Facilitators to implementation include staff with high readiness to implement, previous experience with counseling interventions and assessing barriers to medical treatment adherence, and strong institutional support. Challenges to implementation include systems within a clinic that cannot support adding additional phone calls to patients prior to initial and follow-up appointments. Additional challenges include lack of physician staff resource and lack of well-developed electronic health records.

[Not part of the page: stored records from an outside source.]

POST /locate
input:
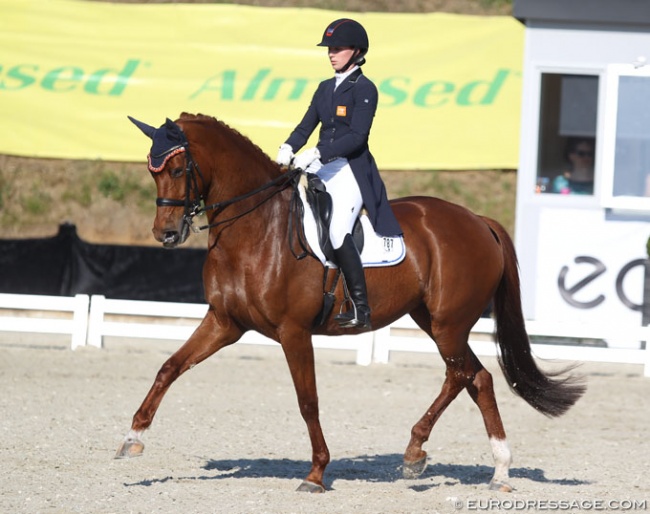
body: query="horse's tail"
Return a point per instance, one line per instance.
(551, 393)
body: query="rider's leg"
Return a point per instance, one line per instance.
(347, 203)
(349, 261)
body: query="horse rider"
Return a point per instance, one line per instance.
(345, 106)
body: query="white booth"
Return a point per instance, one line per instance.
(583, 188)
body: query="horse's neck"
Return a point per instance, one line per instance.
(263, 213)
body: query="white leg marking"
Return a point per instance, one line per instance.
(502, 460)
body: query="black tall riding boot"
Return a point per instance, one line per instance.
(348, 259)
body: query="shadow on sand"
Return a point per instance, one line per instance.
(369, 468)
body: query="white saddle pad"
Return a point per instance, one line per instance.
(377, 250)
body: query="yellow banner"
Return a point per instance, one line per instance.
(71, 71)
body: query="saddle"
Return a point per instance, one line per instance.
(320, 202)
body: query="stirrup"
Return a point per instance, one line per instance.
(350, 318)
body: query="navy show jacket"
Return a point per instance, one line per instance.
(346, 117)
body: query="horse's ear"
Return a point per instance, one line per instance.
(148, 130)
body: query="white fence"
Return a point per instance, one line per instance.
(89, 319)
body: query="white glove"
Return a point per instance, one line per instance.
(304, 159)
(285, 154)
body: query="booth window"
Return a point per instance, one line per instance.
(567, 134)
(632, 142)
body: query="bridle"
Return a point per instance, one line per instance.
(194, 204)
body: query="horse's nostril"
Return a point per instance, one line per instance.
(170, 237)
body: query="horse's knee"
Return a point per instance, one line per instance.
(483, 380)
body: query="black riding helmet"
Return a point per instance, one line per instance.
(347, 32)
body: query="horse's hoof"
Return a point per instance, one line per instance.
(500, 486)
(310, 487)
(130, 448)
(413, 470)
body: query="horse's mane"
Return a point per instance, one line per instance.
(238, 138)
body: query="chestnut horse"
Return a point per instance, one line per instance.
(456, 264)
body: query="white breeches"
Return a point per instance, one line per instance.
(346, 197)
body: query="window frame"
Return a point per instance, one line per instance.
(607, 130)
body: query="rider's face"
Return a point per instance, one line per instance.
(339, 56)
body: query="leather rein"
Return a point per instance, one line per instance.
(193, 204)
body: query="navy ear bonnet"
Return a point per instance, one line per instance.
(167, 141)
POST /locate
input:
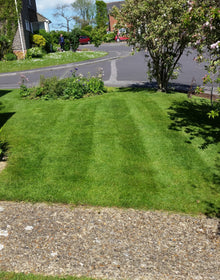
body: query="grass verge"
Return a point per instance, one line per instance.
(51, 59)
(22, 276)
(128, 148)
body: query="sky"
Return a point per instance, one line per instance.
(48, 7)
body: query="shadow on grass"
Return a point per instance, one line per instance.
(4, 91)
(191, 116)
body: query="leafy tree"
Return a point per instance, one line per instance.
(85, 10)
(74, 38)
(163, 28)
(63, 11)
(101, 14)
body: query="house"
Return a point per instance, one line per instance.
(29, 22)
(112, 20)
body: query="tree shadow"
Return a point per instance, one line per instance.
(4, 117)
(191, 116)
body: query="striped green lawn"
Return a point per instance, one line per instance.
(113, 150)
(50, 59)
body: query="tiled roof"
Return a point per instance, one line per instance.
(112, 4)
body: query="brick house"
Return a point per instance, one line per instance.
(112, 20)
(29, 22)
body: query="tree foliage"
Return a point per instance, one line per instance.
(163, 28)
(101, 14)
(85, 10)
(8, 23)
(207, 41)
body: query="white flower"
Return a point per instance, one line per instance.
(28, 228)
(215, 45)
(4, 233)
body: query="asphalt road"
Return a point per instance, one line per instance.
(120, 67)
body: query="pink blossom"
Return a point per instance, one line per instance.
(215, 45)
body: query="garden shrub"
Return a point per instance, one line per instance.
(4, 45)
(49, 43)
(10, 57)
(34, 52)
(74, 87)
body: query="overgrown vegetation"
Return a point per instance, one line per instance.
(8, 26)
(75, 87)
(127, 148)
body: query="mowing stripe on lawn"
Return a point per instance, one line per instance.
(119, 165)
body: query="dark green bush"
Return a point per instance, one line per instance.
(10, 57)
(74, 38)
(4, 45)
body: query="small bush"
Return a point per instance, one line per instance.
(34, 52)
(39, 40)
(74, 87)
(10, 57)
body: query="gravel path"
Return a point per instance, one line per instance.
(107, 243)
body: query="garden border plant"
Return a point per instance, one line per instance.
(74, 87)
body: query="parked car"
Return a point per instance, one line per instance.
(84, 40)
(121, 35)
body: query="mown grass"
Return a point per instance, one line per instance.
(51, 59)
(127, 148)
(22, 276)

Practitioners should consider evaluating: (a) reach: number of assessments and counseling sessions completed among eligible patients, (b) adoption: ease of adoption among staff and within clinic, (c) adoption: number of eligible settings adopting program, (d) effectiveness: adherence rates to follow-up appointments, (e) implementation: fidelity of message delivery among staff, (f) implementation: patient satisfaction with the program, (g) implementation: identify patient characteristics that have higher or lower program participation, (h) maintenance: continued barriers assessment and counseling through follow-up appointments, (i) maintenance: continued implementation to new patients, and (j) maintenance: continued staff training and program implementation throughout staff turnover. However, evaluation should not be limited to the provided examples and should be adapted to the setting/organization. Evaluation tools appropriate for the program include the RE-AIM Framework (http://www.re-aim.org/), PRISM Model (Feldstein et al., 2008), and Consolidated Framework for Implementation Research (CFIR; http://www.cfirguide.org/).
My current research focuses on cancer prevention and control, in particular adapting telephone-based counseling to text-based messaging for greater reach and reduced resource demand. Our current research also focuses on mHealth interventions for treatment decision making, adherence to management regimens following treatment, and survivorship issues.